The storage closet houses emergency food supplies, luggage, wrapping paper, golf clubs, back packs, and various holiday paraphernalia. The latter is what seriously needed to be gone through. I undauntedly carried each cardboard holiday box into the house to sort. I felt a bit like Scrooge on his journey into holidays past, smiling at old Halloween costumes (I think I put three "Scream" masks and capes in the give-away pile), masses of unmatched plastic Easter eggs, and heart-shaped Valentine baskets and pillows. I had a moment of wondering how we got here--to the place where I was truly ready to throw some things out, pass others on, and do so joyfully and clearly, without a lot of grief or regret.
Armed with measurements of storage space and numbers of containers needed, I headed to Fred Meyer to purchase plastic bins with tops to deter whatever had chewed the last bag of dog food we had stored in the closet. At home, I put everything in its place back in the closet, and turned to look at the boxes of Christmas decorations still in the living room, waiting to be undone and put out.
There was a kind of grace and serendipity to doing this the day before Advent began. In years past, I have felt there was hardly enough room in our lives for Christmas, and all the shopping, activity, stress, and chaos it has brought with it. I felt as though I had suddenly been handed a mandatory part-time job on top of an already full plate of work, family, friends, church, and such. I tried planning way ahead, which only served to prolong the stress. We started drawing names for gifts, which helped some. Slowly, over the years, I realized I was the one who was stressing me out, and only I could cure that. I began to make a conscious effort to make time and room for things that bring me joy during the season, and to be more OK with mediocrity in some areas, which took a lot of pressure off. Good enough is sometimes, well, good enough....
This year, with the other holidays nestled snug in their plastic bins, I realized I feel like I have room for Christmas. I have room to choose good-enough gifts, to make a few cookies, to light a fire and watch cheesy Christmas movies on the Hallmark channel. I have room to put a small tree on my desk, room to spend time with youth and children at church crafting a pageant, room to look at the beauty of lights in the darkness with my sweetie.

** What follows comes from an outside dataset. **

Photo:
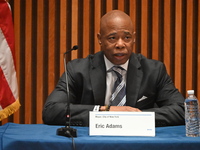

This is the true gift I have given myself--room to prepare. On this First Sunday of Advent, I asked myself, "What could be more important than giving ourselves time and energy to prepare for the greatest love of all? " And I felt it--Hope. The hope that springs from room in my heart.
My challenge to you this holiday season, whether you celebrate Advent, Christmas, Hanukkah, Solstice, or Kwanzaa--is to give yourself room to prepare, and to hope.